In its adverts, Free Choice says that using immigration to enforce enrollment “takes the humanity out of medicine.” It hopes to secure a new guideline that explicitly allows foreigners to choose between public and private insurance plans.
The GU’s Tesolat disagrees. “The point they fail to mention is that it’s not a choice issue,” he says. “Public insurance only works when everyone is in the same system.”
While Free Choice works to reverse the decision, the GU is negotiating with the relevant government agencies to put pressure on companies to enroll employees in shakai hoken. Tesolat expresses concern that when the new guideline comes into effect next year, people may be forced by their company’s intransigence to enroll on kokumin kenko hoken, thus losing out on key benefits of shakai hoken such as wage protection. More importantly, anyone enrolling on kokumin kenko hoken must cover back payments for up to two years — a cost that is borne by the company in the case of shakai hoken.
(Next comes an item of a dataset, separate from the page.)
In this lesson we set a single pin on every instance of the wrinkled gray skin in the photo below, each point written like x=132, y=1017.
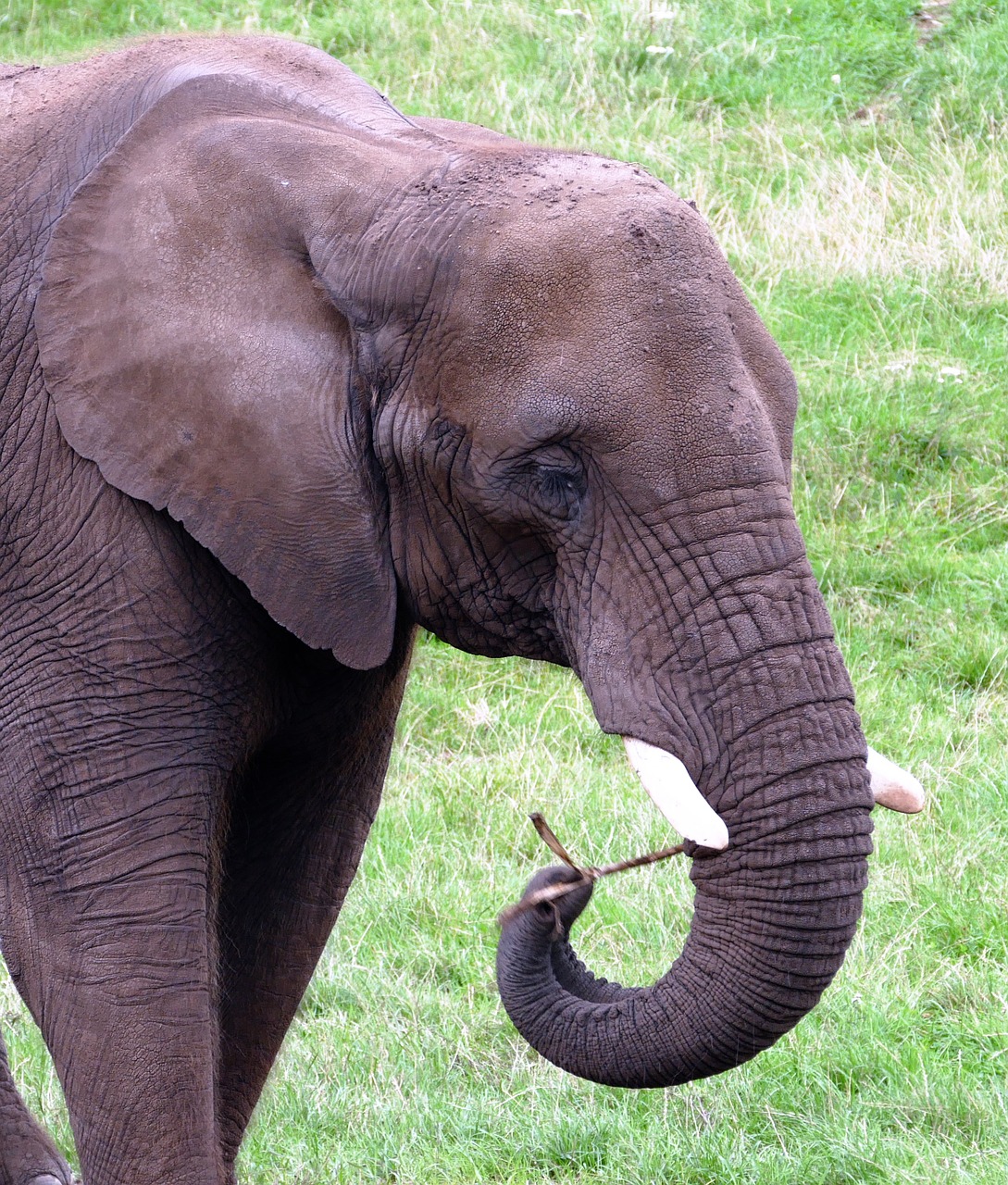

So what’s the best option? Frustratingly, it’s still hard to say. What seemed in the summer like a simple choice — sign up or go home — has turned out to be a lot less clear-cut. Whatever the fairness of the new guideline, its vagueness about implementation leaves foreigners in an awkward position. Take the plunge, or take your chances.
For more information, see:
Free Choice Foundation (www.freechoice.jp)
General Union (www.generalunion.org)
Nambu Foreign Workers Cacus (http://nambufwc.org/)
Social Insurance Agency (www.sia.go.jp/e)
There may be trouble ahead…
On paper, Japan’s health care system is pretty remarkable, promising universal coverage at a low cost: according to the latest WHO statistics, health expenditures account for 8% of GDP, compared with over 15% in the U.S. However, a report released by McKinsey & Company last November identified a number of problems which were “threatening the sustainability” of the system.
A spate of high-profile cases in which patients died after being turned away from multiple hospitals have highlighted the shortage of physicians, especially in ERs. However, the McKinsey report argues that overworking of specialists, a lack of financial incentives for hospitals to provide emergency care, and inappropriate use of ERs by the general public are also to blame for such incidents. Other more general problems include weak incentives to improve quality, a lack of clear accreditation standards for doctors, and over-utilization of health care: the average Japanese patient sees a doctor 14 times a year, compared to five times in the UK and four in the U.S.
Then there’s the issue of Japan’s every-grayer population. As the proportion of elderly people rises, health costs are predicted to increase substantially, just as the labor force — and the number of people paying into the insurance and pension schemes — is shrinking.